Iain had, though, sent of a spate of tweets out on his cell phone about how noxious Arl and Arc were, and how he’d believe in all they were describing when he saw it.
#genocidalaliens was becoming another of his most used hashtags but #snootyalien was showing up more often, but he made those entries when she wasn’t around.
He wasn’t sure whether planetary destruction was such a sign of a mature civilization, even if the three agreed it was. It did explain why SETI hadn’t picked up anything yet, though. Yet being, of course, twenty two thousand years in the past.
“No,” Arl advised, “Every legitimate civilization destroys their home world. Ours did. Yours, too.”
“You really didn’t have to tell me that,” Iain complained. So much for the tweets he was sending. It didn’t stop him. They were his only connection to his past life and he wasn’t ready to let it go.

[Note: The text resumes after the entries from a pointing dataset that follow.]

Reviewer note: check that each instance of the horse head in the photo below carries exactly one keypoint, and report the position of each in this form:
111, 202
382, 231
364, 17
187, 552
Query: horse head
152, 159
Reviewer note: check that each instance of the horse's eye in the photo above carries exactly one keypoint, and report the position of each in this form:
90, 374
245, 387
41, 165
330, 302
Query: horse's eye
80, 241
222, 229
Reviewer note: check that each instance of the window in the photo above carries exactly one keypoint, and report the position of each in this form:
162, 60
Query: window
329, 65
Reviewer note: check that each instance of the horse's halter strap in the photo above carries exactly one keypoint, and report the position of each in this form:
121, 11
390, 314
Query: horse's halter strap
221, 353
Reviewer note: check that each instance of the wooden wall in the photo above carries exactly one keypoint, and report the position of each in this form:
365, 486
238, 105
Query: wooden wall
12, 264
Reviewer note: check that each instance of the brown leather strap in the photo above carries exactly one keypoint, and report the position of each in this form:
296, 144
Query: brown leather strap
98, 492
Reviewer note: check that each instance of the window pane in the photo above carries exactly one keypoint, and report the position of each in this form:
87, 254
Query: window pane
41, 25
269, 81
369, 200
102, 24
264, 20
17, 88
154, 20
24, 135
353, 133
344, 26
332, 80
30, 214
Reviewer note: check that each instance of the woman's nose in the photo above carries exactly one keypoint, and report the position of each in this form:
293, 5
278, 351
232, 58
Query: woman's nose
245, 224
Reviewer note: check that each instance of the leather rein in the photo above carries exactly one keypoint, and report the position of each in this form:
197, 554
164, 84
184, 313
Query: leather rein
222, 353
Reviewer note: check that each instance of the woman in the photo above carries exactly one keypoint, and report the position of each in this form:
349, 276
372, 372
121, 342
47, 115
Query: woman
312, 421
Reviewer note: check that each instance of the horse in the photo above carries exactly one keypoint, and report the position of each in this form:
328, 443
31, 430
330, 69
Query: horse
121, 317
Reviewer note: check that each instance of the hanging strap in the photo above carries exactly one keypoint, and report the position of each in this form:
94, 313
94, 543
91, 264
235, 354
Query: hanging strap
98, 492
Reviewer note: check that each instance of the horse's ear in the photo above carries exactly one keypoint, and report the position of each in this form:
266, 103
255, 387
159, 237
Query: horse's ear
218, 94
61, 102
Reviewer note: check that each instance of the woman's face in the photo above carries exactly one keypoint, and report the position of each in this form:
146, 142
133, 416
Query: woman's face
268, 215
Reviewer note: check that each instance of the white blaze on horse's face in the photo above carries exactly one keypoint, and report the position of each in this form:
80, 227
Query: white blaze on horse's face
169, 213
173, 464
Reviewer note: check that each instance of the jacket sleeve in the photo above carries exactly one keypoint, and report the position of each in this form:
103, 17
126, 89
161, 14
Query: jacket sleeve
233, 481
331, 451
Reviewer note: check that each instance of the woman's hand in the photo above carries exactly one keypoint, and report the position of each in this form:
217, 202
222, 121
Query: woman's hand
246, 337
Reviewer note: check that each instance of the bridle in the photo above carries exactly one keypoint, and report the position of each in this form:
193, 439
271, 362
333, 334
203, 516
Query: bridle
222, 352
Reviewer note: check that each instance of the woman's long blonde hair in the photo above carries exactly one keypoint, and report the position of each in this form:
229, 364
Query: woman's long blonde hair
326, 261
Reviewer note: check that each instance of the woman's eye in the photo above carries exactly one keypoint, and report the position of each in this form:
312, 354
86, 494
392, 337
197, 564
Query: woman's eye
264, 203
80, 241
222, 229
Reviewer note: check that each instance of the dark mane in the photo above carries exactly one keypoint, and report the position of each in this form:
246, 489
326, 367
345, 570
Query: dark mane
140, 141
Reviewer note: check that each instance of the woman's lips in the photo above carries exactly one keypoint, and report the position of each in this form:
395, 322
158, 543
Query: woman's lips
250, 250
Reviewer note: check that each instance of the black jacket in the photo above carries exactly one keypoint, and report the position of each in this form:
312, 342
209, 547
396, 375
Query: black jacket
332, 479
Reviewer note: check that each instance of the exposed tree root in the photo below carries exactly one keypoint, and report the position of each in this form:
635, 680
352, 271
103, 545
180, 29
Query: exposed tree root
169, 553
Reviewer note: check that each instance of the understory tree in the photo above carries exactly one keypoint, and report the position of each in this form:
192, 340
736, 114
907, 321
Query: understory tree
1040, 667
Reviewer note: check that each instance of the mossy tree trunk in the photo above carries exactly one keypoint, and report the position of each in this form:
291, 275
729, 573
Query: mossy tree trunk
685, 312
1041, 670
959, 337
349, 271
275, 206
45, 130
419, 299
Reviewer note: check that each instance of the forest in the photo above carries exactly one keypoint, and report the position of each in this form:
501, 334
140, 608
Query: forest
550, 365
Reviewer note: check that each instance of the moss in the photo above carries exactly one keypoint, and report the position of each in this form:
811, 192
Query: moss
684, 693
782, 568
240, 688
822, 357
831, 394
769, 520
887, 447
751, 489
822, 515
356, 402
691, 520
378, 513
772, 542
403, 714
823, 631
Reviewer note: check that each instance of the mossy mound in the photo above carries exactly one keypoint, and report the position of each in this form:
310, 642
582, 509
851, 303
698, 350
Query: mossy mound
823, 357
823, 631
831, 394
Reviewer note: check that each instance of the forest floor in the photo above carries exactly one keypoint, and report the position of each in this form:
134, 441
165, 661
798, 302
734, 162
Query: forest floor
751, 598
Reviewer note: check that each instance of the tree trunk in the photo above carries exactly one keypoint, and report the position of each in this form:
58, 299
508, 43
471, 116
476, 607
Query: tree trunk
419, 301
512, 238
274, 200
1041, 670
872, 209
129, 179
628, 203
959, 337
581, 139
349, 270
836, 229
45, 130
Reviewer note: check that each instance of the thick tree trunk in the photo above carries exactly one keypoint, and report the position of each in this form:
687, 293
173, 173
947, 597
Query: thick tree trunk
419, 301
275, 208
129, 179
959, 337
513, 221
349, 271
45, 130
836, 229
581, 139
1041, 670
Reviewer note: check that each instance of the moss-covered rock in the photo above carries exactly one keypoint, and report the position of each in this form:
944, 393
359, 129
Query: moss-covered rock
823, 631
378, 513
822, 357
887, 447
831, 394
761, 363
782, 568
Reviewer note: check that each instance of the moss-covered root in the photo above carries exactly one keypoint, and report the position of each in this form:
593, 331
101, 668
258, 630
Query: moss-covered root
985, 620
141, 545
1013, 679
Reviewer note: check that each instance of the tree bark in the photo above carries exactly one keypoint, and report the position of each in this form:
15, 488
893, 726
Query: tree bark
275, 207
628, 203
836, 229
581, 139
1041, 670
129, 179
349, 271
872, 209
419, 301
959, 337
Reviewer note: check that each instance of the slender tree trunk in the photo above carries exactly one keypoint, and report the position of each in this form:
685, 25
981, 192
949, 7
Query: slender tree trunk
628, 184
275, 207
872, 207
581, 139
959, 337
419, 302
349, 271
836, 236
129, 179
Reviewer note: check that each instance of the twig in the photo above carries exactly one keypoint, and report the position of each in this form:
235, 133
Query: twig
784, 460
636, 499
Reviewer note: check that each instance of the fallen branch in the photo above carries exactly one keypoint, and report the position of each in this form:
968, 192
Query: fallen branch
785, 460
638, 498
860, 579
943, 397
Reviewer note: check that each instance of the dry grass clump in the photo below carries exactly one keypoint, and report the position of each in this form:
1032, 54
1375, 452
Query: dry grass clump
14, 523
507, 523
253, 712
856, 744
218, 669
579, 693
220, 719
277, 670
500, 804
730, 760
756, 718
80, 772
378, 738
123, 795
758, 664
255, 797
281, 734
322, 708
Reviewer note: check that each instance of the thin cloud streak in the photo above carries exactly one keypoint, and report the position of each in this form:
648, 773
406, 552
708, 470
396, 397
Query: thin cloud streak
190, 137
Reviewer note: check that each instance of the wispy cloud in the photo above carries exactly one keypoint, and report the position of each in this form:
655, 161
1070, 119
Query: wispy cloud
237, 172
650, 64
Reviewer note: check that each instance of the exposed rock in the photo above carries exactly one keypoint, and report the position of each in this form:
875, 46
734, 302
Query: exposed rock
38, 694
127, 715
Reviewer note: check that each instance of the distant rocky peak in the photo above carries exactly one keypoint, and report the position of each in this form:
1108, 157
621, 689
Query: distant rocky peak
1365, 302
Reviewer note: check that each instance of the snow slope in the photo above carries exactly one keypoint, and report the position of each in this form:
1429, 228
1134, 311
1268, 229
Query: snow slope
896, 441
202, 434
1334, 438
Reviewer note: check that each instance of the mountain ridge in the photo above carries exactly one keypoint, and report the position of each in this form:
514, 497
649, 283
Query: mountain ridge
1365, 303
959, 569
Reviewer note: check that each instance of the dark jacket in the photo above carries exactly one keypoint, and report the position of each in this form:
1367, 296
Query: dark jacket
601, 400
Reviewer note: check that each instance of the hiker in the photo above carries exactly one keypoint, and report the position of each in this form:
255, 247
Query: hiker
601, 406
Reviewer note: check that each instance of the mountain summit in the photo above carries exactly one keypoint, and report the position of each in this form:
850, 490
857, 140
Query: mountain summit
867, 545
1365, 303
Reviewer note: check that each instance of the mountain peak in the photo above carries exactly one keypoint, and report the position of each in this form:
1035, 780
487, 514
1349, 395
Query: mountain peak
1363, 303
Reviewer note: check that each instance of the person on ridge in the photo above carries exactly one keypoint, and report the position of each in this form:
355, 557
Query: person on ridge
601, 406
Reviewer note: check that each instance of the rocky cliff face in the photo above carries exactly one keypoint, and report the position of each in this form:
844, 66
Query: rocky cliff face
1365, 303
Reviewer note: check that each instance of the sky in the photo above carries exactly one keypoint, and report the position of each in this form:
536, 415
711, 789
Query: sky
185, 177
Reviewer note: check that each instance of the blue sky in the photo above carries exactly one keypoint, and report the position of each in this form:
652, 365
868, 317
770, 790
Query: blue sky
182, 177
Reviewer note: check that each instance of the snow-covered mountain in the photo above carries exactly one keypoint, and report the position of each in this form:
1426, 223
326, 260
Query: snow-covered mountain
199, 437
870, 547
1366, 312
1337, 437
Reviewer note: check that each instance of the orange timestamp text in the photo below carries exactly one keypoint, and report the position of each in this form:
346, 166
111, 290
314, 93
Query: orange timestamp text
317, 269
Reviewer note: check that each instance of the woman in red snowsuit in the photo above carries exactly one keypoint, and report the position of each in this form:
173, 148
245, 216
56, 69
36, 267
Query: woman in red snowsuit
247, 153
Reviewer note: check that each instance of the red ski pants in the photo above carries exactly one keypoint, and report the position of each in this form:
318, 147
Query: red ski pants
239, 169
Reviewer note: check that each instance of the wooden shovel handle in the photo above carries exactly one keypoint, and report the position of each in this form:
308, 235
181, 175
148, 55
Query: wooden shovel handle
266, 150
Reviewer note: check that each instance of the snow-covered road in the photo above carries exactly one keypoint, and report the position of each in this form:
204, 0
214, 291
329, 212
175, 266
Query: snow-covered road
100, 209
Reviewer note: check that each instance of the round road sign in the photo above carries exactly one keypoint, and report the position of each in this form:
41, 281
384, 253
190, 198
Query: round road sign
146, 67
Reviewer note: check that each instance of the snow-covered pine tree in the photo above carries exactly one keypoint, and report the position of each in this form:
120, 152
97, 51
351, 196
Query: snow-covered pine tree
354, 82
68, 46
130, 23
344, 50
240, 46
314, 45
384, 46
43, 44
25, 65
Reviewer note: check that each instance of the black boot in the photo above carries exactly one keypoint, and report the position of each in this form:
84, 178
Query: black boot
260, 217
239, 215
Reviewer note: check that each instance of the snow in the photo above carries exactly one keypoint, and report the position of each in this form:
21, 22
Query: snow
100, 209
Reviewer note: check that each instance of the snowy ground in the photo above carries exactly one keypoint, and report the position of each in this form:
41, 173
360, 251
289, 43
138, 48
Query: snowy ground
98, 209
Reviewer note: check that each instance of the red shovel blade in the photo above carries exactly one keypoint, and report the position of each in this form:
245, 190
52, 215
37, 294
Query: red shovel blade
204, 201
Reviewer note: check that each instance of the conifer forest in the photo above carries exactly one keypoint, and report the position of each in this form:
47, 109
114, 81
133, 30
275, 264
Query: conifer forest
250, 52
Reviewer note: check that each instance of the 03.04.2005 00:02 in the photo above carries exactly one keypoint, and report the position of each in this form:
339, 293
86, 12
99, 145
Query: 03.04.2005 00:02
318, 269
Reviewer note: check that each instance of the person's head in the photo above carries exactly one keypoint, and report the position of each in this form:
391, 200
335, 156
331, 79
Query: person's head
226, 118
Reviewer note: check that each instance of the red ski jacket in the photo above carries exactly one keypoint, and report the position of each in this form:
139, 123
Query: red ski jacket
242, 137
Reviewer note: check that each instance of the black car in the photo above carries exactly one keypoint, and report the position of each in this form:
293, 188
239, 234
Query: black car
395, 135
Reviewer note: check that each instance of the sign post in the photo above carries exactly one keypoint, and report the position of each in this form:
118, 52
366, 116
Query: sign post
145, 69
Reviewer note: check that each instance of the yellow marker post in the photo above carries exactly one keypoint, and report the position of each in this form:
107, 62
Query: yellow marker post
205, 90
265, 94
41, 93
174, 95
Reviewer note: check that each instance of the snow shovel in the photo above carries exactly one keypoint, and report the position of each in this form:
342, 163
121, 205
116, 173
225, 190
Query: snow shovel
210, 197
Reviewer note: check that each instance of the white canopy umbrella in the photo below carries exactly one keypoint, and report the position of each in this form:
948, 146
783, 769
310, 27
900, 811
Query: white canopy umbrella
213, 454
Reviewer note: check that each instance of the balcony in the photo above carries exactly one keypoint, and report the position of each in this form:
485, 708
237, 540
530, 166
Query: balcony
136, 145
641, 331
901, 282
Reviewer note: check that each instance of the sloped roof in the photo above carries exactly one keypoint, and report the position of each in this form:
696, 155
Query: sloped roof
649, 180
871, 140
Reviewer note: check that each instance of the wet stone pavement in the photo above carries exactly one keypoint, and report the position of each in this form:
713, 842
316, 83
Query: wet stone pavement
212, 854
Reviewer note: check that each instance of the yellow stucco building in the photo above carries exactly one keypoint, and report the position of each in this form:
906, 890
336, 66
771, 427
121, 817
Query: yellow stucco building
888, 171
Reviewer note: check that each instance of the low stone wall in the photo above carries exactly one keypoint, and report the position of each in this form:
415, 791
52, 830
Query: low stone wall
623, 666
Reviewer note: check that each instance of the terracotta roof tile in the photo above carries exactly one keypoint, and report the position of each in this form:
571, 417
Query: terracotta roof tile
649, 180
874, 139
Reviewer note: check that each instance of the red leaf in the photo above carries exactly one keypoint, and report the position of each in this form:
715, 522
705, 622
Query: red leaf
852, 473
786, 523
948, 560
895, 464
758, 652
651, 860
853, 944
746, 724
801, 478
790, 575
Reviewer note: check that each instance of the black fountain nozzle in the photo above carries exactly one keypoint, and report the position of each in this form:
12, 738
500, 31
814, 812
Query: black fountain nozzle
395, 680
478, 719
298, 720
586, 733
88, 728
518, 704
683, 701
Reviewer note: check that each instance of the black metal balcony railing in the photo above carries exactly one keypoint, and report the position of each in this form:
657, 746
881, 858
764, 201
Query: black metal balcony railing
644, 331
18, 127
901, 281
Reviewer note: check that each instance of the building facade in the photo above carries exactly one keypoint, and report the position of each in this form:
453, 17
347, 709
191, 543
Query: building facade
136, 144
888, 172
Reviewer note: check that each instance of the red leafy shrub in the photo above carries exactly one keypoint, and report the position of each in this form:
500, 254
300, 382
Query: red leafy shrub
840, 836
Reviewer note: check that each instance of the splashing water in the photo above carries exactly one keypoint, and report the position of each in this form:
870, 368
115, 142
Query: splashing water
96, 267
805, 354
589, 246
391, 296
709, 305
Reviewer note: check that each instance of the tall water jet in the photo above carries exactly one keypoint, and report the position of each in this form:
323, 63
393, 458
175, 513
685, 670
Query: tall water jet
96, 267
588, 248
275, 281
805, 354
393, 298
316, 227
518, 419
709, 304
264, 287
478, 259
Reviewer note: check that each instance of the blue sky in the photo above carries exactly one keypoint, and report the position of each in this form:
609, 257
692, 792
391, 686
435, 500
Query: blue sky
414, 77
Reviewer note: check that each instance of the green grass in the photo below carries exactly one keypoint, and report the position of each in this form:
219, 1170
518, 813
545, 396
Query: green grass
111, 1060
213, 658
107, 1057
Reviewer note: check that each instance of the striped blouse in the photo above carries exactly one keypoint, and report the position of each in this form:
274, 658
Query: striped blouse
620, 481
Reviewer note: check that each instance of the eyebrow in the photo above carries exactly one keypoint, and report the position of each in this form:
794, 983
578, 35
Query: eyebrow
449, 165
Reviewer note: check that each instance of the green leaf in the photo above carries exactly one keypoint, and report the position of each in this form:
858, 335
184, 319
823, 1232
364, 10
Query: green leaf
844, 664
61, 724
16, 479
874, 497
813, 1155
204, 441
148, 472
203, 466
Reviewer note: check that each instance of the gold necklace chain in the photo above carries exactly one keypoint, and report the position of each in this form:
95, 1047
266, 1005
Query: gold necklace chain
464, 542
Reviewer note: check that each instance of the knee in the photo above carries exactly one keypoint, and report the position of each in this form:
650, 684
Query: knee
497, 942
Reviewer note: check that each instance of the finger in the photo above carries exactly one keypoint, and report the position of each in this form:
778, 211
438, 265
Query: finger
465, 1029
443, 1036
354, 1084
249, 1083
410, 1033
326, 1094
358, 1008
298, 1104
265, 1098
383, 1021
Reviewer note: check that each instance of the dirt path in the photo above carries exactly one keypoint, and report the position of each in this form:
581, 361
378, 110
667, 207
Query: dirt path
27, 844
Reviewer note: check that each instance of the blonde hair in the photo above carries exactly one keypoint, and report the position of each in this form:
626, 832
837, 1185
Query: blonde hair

After a while, the pair caught on to his expression of distaste.
“Don’t fill bad, though,” Arc added. “After all the Clowns rose from the ashes of the Earth, they spread their seed across the whole arm,” Arc said. “And then came the schism, and the Mimes became ascendant, wiped out all the different species of Clowns, then conquered the Seventy Sectors, until their expansion was halted by the Combine.”
They were in the lounge drinking when that subject came up again.
“Clowns?” he asked. “Mimes? You do know that sounds kind of ridiculous? How do you even know they came from Earth anyway?”
“‘Zos, the collective information from across the universe, remember?” Arc replied with his answer for everything, tapping his thick skull for emphasis. “Not to mention how much DNA you share with them. Aren’t your ‘Zos working properly yet? The should by now.”
Iain shrugged. If Wikipedia was any indication, collectively produced facts weren’t always trustworthy.
“Apparently not,” he’d replied with a grimace. “All I get are random warnings about things that’ll kill me, at least so far. And the things they show me…”
“Soon, soon,” Arl consoled him with a friendly pat on the shoulder that he naturally flinched from. “That’s how it starts. You’re travelling in a dangerous universe, and, to be fair, you are a bit fragile, even with the upgrades you got from Skipper. Once they figure out you can take care of yourself, they’ll ease up. And then you will know all the gory details. And I do mean gory.”
As if they weren’t gory enough, already.